Received-SPF: pass (google.com: domain of linux-kernel-owner@vger.kernel.org designates 2620:137:e000::3:3 as permitted sender) client-ip=2620:137:e000::3:3;
Date:   Tue, 5 Dec 2023 15:45:18 -0500
From:   Steven Rostedt <rostedt@goodmis.org>
To:     "Paul E. McKenney" <paulmck@kernel.org>
Cc:     Thomas Gleixner <tglx@linutronix.de>,
        Ankur Arora <ankur.a.arora@oracle.com>,
        linux-kernel@vger.kernel.org, peterz@infradead.org,
        torvalds@linux-foundation.org, linux-mm@kvack.org, x86@kernel.org,
        akpm@linux-foundation.org, luto@kernel.org, bp@alien8.de,
        dave.hansen@linux.intel.com, hpa@zytor.com, mingo@redhat.com,
        juri.lelli@redhat.com, vincent.guittot@linaro.org,
        willy@infradead.org, mgorman@suse.de, jon.grimm@amd.com,
        bharata@amd.com, raghavendra.kt@amd.com,
        boris.ostrovsky@oracle.com, konrad.wilk@oracle.com,
        jgross@suse.com, andrew.cooper3@citrix.com, mingo@kernel.org,
        bristot@kernel.org, mathieu.desnoyers@efficios.com,
        geert@linux-m68k.org, glaubitz@physik.fu-berlin.de,
        anton.ivanov@cambridgegreys.com, mattst88@gmail.com,
        krypton@ulrich-teichert.org, David.Laight@aculab.com,
        richard@nod.at, mjguzik@gmail.com,
        Simon Horman <horms@verge.net.au>,
        Julian Anastasov <ja@ssi.bg>,
        Alexei Starovoitov <ast@kernel.org>,
        Daniel Borkmann <daniel@iogearbox.net>
Subject: Re: [RFC PATCH 47/86] rcu: select PREEMPT_RCU if PREEMPT
Message-ID: <20231205154518.70d042c3@gandalf.local.home>
In-Reply-To: <1375e409-2593-45e1-b27e-3699c17c47dd@paulmck-laptop>
References: <e939c924-1dfa-4a6a-9309-2430f19467f5@paulmck-laptop>
        <87wmu2ywrk.ffs@tglx>
        <fa1249f7-9a5d-4696-9246-4913365b6715@paulmck-laptop>
        <20231205100114.0bd3c4a2@gandalf.local.home>
        <1375e409-2593-45e1-b27e-3699c17c47dd@paulmck-laptop>
MIME-Version: 1.0
Content-Type: text/plain; charset=US-ASCII
Content-Transfer-Encoding: 7bit
Precedence: bulk

On Tue, 5 Dec 2023 11:38:42 -0800
"Paul E. McKenney" <paulmck@kernel.org> wrote:

> > 
> > Note that the new preemption model is a new paradigm and we need to start
> > thinking a bit differently if we go to it.  
> 
> We can of course think differently, but existing hardware and software
> will probably be a bit more stubborn.

Not at all. I don't see how hardware plays a role here, but how software is
designed does sometimes require thinking differently.

> 
> > One thing I would like to look into with the new work is to have holding a
> > mutex ignore the NEED_RESCHED_LAZY (similar to what is done with spinlock
> > converted to mutex in the RT kernel). That way you are less likely to be
> > preempted while holding a mutex.  
> 
> I like the concept, but those with mutex_lock() of rarely-held mutexes
> in their fastpaths might have workloads that have a contrary opinion.

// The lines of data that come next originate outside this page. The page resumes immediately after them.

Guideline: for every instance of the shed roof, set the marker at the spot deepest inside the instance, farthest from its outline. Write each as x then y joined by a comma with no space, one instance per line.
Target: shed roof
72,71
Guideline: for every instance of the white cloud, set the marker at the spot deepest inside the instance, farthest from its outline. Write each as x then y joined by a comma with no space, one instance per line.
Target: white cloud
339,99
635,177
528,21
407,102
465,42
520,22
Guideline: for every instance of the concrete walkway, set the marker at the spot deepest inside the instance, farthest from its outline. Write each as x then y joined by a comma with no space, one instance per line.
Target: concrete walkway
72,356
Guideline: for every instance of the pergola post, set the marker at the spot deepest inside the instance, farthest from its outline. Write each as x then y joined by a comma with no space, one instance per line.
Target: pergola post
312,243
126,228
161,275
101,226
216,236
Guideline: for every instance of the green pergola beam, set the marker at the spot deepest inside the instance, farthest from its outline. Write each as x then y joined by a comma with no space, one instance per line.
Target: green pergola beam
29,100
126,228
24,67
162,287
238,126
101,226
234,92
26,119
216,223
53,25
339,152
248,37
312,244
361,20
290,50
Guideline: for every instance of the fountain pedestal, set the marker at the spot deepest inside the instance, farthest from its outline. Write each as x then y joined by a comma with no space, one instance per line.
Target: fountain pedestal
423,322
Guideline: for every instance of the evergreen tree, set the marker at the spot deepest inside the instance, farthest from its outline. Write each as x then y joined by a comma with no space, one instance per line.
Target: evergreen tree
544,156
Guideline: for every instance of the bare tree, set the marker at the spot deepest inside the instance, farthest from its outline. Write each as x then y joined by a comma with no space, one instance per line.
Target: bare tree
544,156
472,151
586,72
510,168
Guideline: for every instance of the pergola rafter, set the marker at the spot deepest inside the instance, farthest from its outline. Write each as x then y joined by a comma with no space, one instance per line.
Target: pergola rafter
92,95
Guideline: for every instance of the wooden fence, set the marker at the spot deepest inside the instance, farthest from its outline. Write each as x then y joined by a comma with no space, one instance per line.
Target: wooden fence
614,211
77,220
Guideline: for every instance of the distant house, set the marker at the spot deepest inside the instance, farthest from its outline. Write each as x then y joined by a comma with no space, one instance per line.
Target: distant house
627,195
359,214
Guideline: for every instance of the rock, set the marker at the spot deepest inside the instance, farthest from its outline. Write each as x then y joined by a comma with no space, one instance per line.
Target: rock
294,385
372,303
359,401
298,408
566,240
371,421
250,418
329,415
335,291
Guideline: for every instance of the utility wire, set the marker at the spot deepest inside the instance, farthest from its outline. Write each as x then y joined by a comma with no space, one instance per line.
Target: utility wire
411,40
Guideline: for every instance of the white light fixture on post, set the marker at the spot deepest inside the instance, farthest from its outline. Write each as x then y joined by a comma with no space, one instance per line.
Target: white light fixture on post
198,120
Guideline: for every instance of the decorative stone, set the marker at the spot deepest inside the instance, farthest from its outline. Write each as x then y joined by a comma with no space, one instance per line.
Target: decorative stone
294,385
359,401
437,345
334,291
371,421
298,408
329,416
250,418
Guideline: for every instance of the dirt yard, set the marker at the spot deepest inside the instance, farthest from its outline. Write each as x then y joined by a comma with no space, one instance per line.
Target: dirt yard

I don't understand your above statement. Maybe I wasn't clear with my
statement? The above is more about PREEMPT_FULL, as it currently will
preempt immediately. My above comment is that we can have an option for
PREEMPT_FULL where if the scheduler decided to preempt even in a fast path,
it would at least hold off until there's no mutex held. Who cares if it's a
fast path when a task needs to give up the CPU for another task? What I
worry about is scheduling out while holding a mutex which increases the
chance of that mutex being contended upon. Which does have drastic impact
on performance.

> 
> > > Another is the aforementioned situations where removing the cond_resched()
> > > increases latency.  Yes, capping the preemption latency is a wonderful
> > > thing, and the people I chatted with are all for that, but it is only
> > > natural that there would be a corresponding level of concern about the
> > > cases where removing the cond_resched() calls increases latency.  
> > 
> > With the "capped preemption" I'm not sure that would still be the case.
> > cond_resched() currently only preempts if NEED_RESCHED is set. That means
> > the system had to already be in a situation that a schedule needs to
> > happen. There's lots of places in the kernel that run for over a tick
> > without any cond_resched(). The cond_resched() is usually added for
> > locations that show tremendous latency (where either a watchdog triggered,
> > or showed up in some analysis that had a latency that was much greater than
> > a tick).  
> 
> For non-real-time workloads, the average case is important, not just the
> worst case.  In the new lazily preemptible mode of thought, a preemption
> by a non-real-time task will wait a tick.  Earlier, it would have waited
> for the next cond_resched().  Which, in the average case, might have
> arrived much sooner than one tick.

Or much later. It's random. And what's nice about this model, we can add
more models than just "NONE", "VOLUNTARY", "FULL". We could have a way to
say "this task needs to preempt immediately" and not just for RT tasks.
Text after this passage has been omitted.